La méthode naturelle est acceptée par l'Eglise. Nous sommes de la génération de Saint Jean Paul II et avons bcp lu de passages concernant la théologie du corps...
Je me sens en paix mais j'ai été surpris voire choqué de me voir dire de me rendre en confession...je suppose que d'autres dans cet espace de discussion ont été choqués par vos propos me concernant.
Nous étions en accord avec mon épouse d'avoir plusieurs enfants mais nous voulions une paternité et maternité responsables afin de ne pas compromettre la santé de mon épouse et de notre couple...En tant que père, je me suis aussi bcp implique dans l'éducation de nos enfants. Nous avons déjà 7 petits enfants...alors restriction abusive des enfants ? A d'autres...

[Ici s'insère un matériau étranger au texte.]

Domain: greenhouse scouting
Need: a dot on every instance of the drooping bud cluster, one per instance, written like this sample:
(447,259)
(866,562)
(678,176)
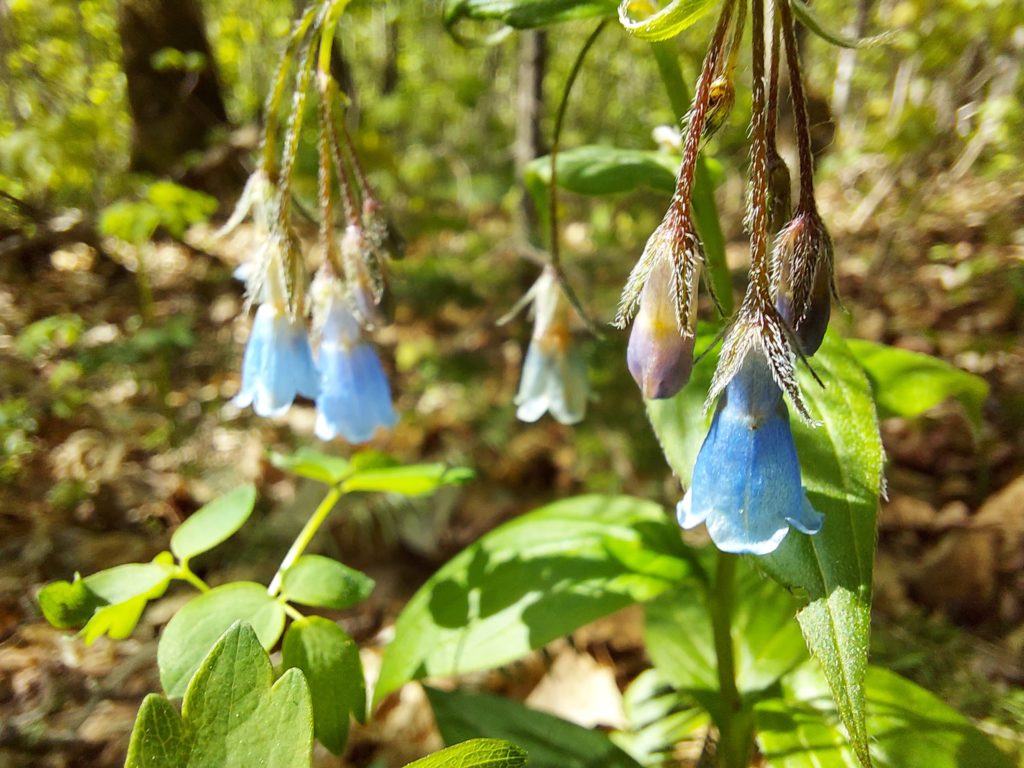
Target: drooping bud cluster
(665,281)
(747,481)
(345,378)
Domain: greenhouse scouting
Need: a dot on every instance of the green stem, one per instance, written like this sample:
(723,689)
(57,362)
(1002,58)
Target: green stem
(733,745)
(305,536)
(705,208)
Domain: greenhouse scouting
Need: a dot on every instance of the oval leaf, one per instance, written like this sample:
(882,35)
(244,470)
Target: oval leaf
(213,522)
(649,20)
(550,741)
(330,660)
(231,717)
(322,583)
(478,753)
(195,629)
(909,726)
(526,583)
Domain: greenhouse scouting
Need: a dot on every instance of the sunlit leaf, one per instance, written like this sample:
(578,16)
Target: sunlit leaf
(478,753)
(213,522)
(650,19)
(524,584)
(550,741)
(330,660)
(231,716)
(323,583)
(195,629)
(909,727)
(908,383)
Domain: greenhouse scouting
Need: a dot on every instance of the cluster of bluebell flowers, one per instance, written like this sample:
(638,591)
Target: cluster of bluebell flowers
(747,485)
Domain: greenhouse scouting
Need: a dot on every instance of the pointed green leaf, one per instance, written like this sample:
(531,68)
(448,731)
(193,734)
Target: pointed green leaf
(69,604)
(524,584)
(330,660)
(213,522)
(231,716)
(766,640)
(312,464)
(550,741)
(813,22)
(415,479)
(195,629)
(322,583)
(908,383)
(652,20)
(478,753)
(909,727)
(841,462)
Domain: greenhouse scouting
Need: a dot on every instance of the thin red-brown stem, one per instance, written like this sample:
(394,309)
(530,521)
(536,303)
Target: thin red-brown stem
(698,114)
(759,156)
(803,127)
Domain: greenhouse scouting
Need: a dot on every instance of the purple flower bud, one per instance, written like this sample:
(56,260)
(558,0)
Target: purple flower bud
(659,355)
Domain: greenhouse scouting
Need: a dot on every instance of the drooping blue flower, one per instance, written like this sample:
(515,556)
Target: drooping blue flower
(354,398)
(554,374)
(747,483)
(278,365)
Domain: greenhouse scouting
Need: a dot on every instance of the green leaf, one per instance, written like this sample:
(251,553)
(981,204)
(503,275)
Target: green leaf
(596,169)
(68,604)
(415,479)
(330,660)
(650,20)
(479,753)
(520,14)
(312,464)
(659,719)
(213,523)
(524,584)
(231,716)
(550,741)
(908,383)
(909,727)
(109,602)
(195,629)
(766,640)
(322,583)
(811,20)
(841,462)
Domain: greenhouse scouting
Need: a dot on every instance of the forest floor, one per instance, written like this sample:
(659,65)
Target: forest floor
(116,425)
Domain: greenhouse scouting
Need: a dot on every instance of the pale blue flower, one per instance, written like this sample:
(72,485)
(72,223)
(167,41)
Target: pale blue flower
(278,364)
(354,398)
(554,374)
(747,483)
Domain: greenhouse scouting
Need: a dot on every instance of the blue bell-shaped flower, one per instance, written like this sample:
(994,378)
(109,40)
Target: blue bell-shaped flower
(747,483)
(354,395)
(554,374)
(278,365)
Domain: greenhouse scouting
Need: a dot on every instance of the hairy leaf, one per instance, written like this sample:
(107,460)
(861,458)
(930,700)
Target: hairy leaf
(526,583)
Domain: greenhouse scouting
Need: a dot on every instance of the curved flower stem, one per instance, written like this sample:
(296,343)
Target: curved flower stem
(732,750)
(803,128)
(705,209)
(556,135)
(305,536)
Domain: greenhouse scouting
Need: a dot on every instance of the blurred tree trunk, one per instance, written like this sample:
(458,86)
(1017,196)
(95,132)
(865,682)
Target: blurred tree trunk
(173,108)
(389,80)
(529,107)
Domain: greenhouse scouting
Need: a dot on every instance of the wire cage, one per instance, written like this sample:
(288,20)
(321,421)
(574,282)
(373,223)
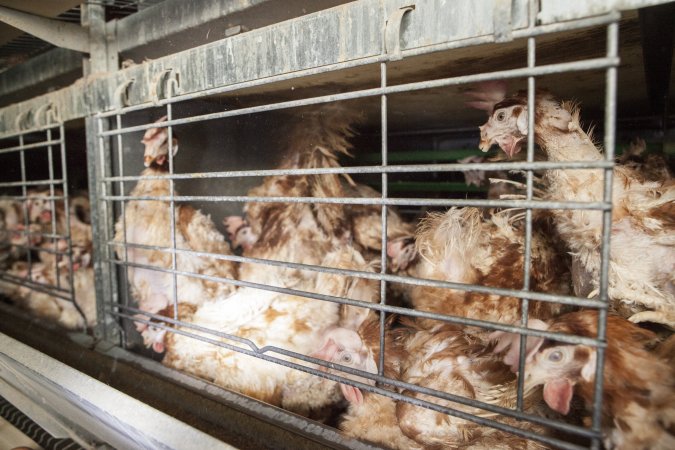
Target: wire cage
(115,195)
(238,130)
(39,251)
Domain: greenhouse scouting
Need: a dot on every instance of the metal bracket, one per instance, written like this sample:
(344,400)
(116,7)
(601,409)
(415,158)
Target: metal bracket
(50,113)
(164,85)
(56,32)
(121,96)
(21,122)
(502,20)
(392,32)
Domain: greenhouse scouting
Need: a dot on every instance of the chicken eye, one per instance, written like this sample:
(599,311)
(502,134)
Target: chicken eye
(555,356)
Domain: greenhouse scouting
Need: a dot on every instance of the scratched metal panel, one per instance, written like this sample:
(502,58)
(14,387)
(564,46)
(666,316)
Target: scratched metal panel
(555,11)
(438,21)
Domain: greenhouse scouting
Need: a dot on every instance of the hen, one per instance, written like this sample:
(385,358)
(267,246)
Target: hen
(444,359)
(462,246)
(62,311)
(638,408)
(148,222)
(642,256)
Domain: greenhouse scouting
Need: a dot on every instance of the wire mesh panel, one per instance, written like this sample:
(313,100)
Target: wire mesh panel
(45,237)
(336,292)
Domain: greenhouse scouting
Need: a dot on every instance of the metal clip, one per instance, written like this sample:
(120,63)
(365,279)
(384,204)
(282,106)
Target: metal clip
(392,32)
(39,112)
(50,113)
(122,94)
(502,20)
(21,120)
(166,83)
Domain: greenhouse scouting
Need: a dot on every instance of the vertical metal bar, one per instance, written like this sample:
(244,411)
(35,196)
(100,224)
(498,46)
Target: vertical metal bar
(123,215)
(383,252)
(172,203)
(527,253)
(104,276)
(50,162)
(24,192)
(66,205)
(610,130)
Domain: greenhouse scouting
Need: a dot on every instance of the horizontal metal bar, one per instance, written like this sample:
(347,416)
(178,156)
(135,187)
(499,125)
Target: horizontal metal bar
(29,197)
(54,291)
(538,296)
(261,353)
(25,232)
(31,183)
(31,146)
(37,129)
(570,339)
(589,64)
(41,249)
(479,203)
(358,170)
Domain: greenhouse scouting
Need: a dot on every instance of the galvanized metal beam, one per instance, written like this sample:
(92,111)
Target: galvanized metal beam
(53,69)
(345,36)
(56,32)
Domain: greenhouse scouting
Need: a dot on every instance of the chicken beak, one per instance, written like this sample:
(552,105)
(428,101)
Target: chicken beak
(484,145)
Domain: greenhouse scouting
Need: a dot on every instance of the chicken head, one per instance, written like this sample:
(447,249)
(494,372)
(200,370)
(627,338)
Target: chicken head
(556,366)
(240,232)
(507,127)
(345,347)
(402,253)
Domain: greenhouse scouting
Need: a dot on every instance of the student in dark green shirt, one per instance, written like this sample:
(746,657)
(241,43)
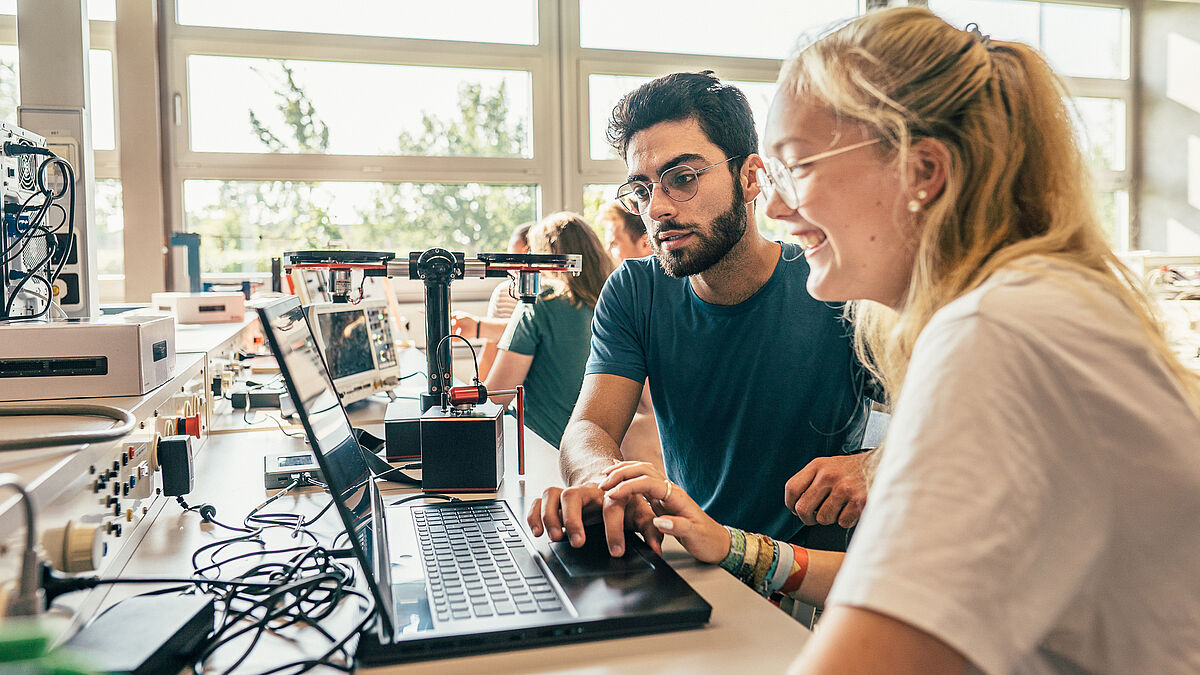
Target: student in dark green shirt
(547,342)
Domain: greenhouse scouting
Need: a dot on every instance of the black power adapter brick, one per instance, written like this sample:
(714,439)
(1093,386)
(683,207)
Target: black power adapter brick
(144,634)
(264,398)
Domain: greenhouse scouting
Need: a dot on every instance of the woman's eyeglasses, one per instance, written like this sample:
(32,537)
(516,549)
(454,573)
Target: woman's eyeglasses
(679,183)
(781,179)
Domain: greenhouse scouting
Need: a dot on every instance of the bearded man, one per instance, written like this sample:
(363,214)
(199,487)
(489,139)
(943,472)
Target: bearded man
(760,402)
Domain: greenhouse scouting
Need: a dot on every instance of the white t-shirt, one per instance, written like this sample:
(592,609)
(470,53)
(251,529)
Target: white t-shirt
(1037,506)
(502,304)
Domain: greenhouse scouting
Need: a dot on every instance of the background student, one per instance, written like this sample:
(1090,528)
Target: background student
(546,344)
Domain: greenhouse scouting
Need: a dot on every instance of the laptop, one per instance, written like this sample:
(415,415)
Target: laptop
(459,578)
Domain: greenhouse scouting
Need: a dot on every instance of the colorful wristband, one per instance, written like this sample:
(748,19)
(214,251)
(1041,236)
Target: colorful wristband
(732,562)
(783,567)
(766,559)
(751,557)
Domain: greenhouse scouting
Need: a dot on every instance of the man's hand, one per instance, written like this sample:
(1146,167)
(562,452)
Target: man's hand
(829,490)
(561,513)
(642,483)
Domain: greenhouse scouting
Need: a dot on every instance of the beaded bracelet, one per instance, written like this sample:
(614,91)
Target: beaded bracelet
(765,565)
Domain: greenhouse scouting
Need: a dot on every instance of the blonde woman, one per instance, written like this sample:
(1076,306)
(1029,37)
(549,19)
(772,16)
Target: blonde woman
(1035,506)
(546,344)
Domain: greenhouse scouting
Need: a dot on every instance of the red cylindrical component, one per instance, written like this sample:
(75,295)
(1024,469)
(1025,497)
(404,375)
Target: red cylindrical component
(468,395)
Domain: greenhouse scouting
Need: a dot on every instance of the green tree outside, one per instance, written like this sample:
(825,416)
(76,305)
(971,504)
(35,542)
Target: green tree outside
(252,221)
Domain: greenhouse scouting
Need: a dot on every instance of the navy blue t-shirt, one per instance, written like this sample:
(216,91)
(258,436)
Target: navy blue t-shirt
(745,395)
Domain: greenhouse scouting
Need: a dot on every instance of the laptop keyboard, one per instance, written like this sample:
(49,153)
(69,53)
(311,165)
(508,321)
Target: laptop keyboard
(478,565)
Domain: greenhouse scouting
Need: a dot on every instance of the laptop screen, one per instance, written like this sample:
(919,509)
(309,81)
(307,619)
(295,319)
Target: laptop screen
(328,428)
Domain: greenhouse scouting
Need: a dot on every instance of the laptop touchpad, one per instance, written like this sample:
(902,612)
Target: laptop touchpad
(593,560)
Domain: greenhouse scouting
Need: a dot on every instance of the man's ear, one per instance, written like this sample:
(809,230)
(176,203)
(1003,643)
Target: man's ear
(929,160)
(749,177)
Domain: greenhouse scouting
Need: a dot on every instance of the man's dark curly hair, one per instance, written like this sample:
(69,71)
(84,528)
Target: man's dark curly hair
(721,111)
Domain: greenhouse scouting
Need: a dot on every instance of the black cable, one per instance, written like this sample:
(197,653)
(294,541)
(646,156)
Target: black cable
(473,357)
(49,195)
(429,496)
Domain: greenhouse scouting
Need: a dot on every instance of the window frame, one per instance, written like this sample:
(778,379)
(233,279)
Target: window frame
(559,69)
(544,168)
(101,35)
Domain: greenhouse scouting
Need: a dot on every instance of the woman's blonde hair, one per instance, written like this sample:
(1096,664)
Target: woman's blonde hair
(568,233)
(1017,183)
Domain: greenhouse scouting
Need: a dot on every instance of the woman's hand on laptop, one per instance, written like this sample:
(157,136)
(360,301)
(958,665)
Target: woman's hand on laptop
(563,513)
(637,482)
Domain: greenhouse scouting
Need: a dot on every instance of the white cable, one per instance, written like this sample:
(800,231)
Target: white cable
(71,437)
(28,601)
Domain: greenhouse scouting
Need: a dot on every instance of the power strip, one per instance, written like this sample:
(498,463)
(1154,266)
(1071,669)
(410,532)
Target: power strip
(258,398)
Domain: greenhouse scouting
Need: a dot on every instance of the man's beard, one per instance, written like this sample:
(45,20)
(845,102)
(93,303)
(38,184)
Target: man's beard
(709,249)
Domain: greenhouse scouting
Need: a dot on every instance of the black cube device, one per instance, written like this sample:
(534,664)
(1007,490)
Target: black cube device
(462,452)
(402,430)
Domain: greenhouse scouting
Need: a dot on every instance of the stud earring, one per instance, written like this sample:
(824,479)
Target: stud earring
(915,204)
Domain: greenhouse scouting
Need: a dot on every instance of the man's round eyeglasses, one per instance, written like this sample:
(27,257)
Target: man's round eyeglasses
(679,183)
(781,178)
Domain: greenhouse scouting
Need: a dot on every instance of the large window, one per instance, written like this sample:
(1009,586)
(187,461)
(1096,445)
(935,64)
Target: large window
(390,126)
(1089,47)
(108,234)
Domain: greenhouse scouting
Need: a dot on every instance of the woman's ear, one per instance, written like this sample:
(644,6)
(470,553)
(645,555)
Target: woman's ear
(929,159)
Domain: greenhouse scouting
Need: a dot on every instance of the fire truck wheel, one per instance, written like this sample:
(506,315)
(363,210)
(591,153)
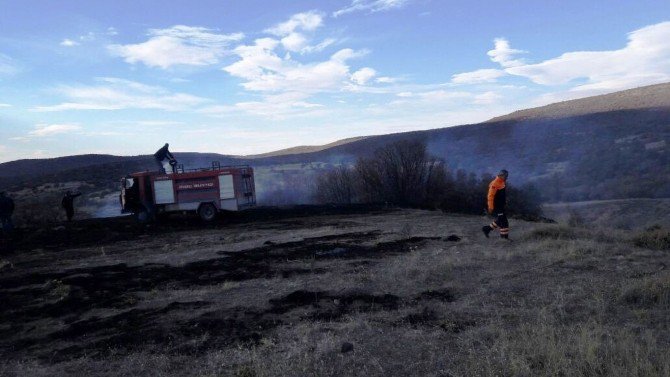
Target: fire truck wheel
(142,215)
(207,212)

Une remarque : j'ai lu des livres d'une historienne Martine Sevegrand sur la sexualité des couples chrétiens des années 1930-1940...combien de femmes ont souffert du devoir conjugal ? Des milliers...pas le droit de dire non...Mon épouse m'a souvent dit non et moi, aussi , il m 'est arrivé de dire non. Et cela, n'a jamais posé de pbs dans notre couple à partir du moment où nous étions en dialogue en vérité. Autrement, le devoir peut devenir viol conjugal et c'est un crime.
Je voudrais terminer par cette phrase de Mgr Rouet, ancien archevêque de Poitiers: "Comment se fait il que Jésus dans l'Evangile parlait tant du pouvoir et si peu de sexe, alors que l'Eglise parle tant du sexe et si peu du pouvoir?" De fait, Jésus parle de respect, d'amour, de pardon, de fidélité, de réconciliation, de dignité, de charité, jamais de sexe..
Vous avez certainement une idée de la réponse...
Voilà, il me paraissait nécessaire de répondre même si je n'ai pas les connaissances détaillées des encycliques comme certains intervenants sur ce fil.
Nous serons jugés sur l'amour que nous avons les uns pour les autres ...cf St Mathieu...ce que nous avons fait... ...., c'est à moi que vous l'avez fait...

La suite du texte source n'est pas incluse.